T-FSM: A Task-Based System for Massively Parallel Frequent Subgraph Pattern Mining from a Big Graph
Serial Verision
Under the root directory of the project, execute the following commands to compile.
cd T-FSM/serial
make
Run serial FSM using the following command. All frequent patterns are saved in grami_results.txt.
./run -file [GRAPHPATH] -freq [F] -maxNodes [MAXNODE]
GRAPHPATH: required, the input graph path
F: required, the user-given support threshold
MAXNODE: optional, parameter to constrain the maximum subgraph size (number of vertices)
Example:
Use the following command:
./run -file ../data/mico.lg -freq 9480
Parallel Version
Under the root directory of the project, execute the following commands to complie. If the mined patterns are large (>=6 vertices), we highly suggest users enable #OPTIMIZED_MATCH option, which consumes slightly more memory. All frequent patterns are printed with #VERBOSE enabled.
cd T-FSM/parallel
make
Run parallel FSM using the following command.
./run -file [GRAPHPATH] -freq [F] -thread [T] -maxNodes [MAXNODE]
GRAPHPATH: required, the input graph path
F: required, the user-given support threshold
T: required, the number of threads, 32 by default
MAXNODE: optional, parameter to constrain the maximum subgraph size (number of vertices)
Example:
Use the following command:
./run -file ../data/mico.lg -freq 9480 -thread 4
Fraction-Score Version
Under the root directory of the project, execute the following commands to complie.
cd T-FSM/fraction-score
make
Run Fraction-Score FSM using the following command.

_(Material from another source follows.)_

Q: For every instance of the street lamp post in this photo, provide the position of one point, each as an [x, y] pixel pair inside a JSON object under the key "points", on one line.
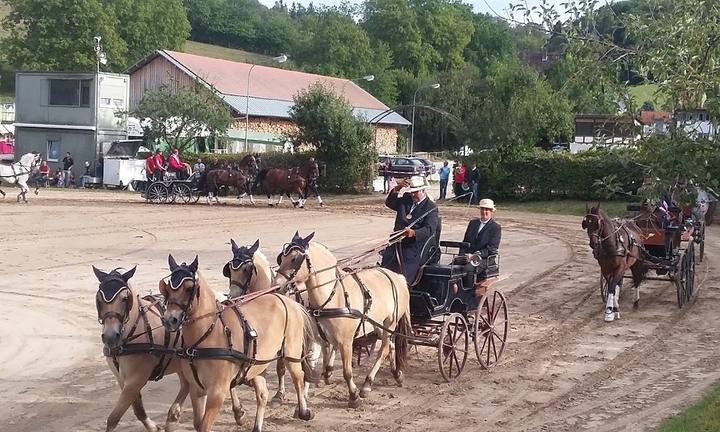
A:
{"points": [[365, 78], [412, 127], [278, 59]]}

./run -file [GRAPHPATH] -freq [F] -thread [T] -maxNodes [MAXNODE]
GRAPHPATH: required, the input graph path
F: required, the user-given support threshold, in terms of Fraction-Score metric
T: required, the number of threads, 32 by default
MAXNODE: optional, parameter to constrain the maximum subgraph size (number of vertices)
Input
Input graph starts with 't N M' where N is the number of vertices and M is the number of edges. A vertex and an edge are formatted as 'v VertexID VertexLabel Degree' and 'e VertexID VertexID EdgeLabel' respectively. Note that we require that the vertexID starts from 0 and the range is [0,|V| - 1] where V is the vertex set. If the input graph is not edge-labelled, mark all edge labels as 1. The following is an input sample
t 5 6
v 0 0 2
v 1 1 3
v 2 2 3
v 3 1 2
v 4 2 2
e 0 1 1
e 0 2 1
e 1 2 1
e 1 3 1
e 2 4 1
e 3 4 1